本

『英文法解説』

ホンとの本

『英文法解説』
江川泰一郎
金子書房
\1700+
1991.6.

 今度は英文法の参考書の、定番のものである。面白みはないだろう。硬すぎる。しかも1991年のまま変わっていない。それが今なお増刷され続けており、絶えることがない。なんともすごい。この1991年というのは第三版であり、初版は1953年である。1964年に一度改訂されているが、そこからこの改訂第三版である。
 そしてその後は改訂がない。著者が2006年に亡くなったからである。
 がっちりしている。
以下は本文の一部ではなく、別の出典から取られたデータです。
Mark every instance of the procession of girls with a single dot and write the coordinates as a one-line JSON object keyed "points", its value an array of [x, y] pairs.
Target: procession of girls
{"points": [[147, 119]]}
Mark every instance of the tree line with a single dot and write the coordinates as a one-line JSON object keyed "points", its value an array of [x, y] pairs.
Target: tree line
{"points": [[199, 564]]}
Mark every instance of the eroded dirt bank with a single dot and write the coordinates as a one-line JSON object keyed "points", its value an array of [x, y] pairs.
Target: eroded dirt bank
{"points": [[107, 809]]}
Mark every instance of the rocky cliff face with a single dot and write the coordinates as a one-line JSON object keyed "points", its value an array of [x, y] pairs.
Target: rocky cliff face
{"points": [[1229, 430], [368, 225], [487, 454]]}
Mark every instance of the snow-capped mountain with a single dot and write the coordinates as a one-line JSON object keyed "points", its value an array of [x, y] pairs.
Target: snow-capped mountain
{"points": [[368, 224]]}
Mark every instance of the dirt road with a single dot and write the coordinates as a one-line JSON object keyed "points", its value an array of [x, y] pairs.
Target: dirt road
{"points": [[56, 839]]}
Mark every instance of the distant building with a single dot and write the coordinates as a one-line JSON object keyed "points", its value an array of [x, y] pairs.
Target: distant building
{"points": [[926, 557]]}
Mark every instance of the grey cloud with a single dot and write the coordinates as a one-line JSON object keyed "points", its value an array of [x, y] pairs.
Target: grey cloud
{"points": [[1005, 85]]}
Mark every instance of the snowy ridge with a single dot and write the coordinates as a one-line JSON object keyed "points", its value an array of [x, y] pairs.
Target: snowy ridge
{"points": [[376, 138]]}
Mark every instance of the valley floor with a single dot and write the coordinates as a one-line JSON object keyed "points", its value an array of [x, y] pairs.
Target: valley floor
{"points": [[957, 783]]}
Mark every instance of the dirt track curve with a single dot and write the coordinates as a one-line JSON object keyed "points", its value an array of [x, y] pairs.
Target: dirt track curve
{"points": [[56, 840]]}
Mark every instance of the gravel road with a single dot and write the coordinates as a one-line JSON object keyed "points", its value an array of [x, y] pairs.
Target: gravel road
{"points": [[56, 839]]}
だが、最初から順に読め、とは言っていない。どこからでも、どのようにでも内容に触れていけばよい。このスタイルは、近頃の、参考書なるものを使いこなす技術に乏しい若い受験生には不評のようである。ひたすら例文を多用し、実際の英語での使われ方やニュアンスを披露するなど、今風ではないと言えよう。今ならば、苦労は最小限で効果は最大限にしたいから、逸早く手っ取り早い法則を目の前に出し、ほらこのとおりいけるでしょ、というふうに少し例示すればよいだろうし、また、その陰に萌え系のイラストでもあれば売れそうである。しかし、この本にはイラストの「イ」の字もない。昔の旧い文法書のオーソドックスなスタイルである「§」に通し番号があるスタイル自体、意味不明となるかもしれない。ただ例文を並べているだけでつまらないほんだ、という評がネットによく見られる。だが、これがギリシア語なりラテン語なり、古典語を学ぶときのやはりオーソドックスなスタイルなのだ。これは私のアトバイスだが、クラシックなスタイルの学びというものに、どこかでいくらかは触れたほうがよい。それはもう古いとか、今風でないとか言って避けるのは、何かと損をするであろう。人類の知識遺産を受け継ぐとき、大昔からのスタイルというものには、何らかの形で触れてなじんでおいたほうが間違いなく自分の動きもよくなる。そればかりでなくてもよいが、それは「使える」ようでありたい。
 さて、英語の参考書としてこの本がどのような位置を占めるのか、それを判断するような力は私にはない。だが、これは元来、大学受験を目指す高校生のために書かれたものであるらしいことを知るとき、愕然とする。半世紀前の高校生は、こんなにもレベルの高い学習を常としてきたのだということに。とんでもない内容である。現実の英語の使われ方や頻度などを考慮して、また文法的に正しいという意見もあれば誤用だという意見もある、というような説明は、英語の研究所ならともかく、学習者にばんばん見せるような内容では本来ないはずである。それがたくさん書かれている。つまり、英語の文法的な疑問が生じたときにこの本に当たれば、解決の糸口が掴めそうなのである。実際、私はずっとこれを読んでいる。まだ正直言って隅々まで全部読んだとは言えない状態なのであるが、知らないこと、初めて聞くことに幾度も出会った。また、中学生に英語を教えるとき、何気なく説明していたことの根拠を見出したり、むしろこのように教えればよかったのだなどと反省させられたり、実に勉強になるのである。普通に中学の教科書に出てくることで、分かりはするが説明がうまくできなかったかもしれないことが、この文法書によれば、簡潔に説明できるということに気づいたとき、目の前が晴れやかになるのを確かに感じた。そういう経験をさせてくれる本である。
 そういうわけで、今の高校生の諸君にはなじみにくいかもしれないが、大人がどこかで必要を感じて英文法をきちんと修めたい、あるいは理由を知りたい、と思ったときに、この本は手元に置いて損はない。むしろ、これだけの内容を備えた500頁を超えるものが、いまの時代に税込みで1800円余りで手に入るということが、たまらなくうれしいと感じないだろうか。
 私は、『身につく英語のためのAtoZ』(岩波ジュニア新書)の中での推薦に従って本書を知り、購入した。昨今のスラングを知りたいだけの人には、無用だろう。だが、少しでも文献的な探索をしたり、歴史的な英文学に触れたりする場合に、こんなに強い味方はない、と思うような本であった。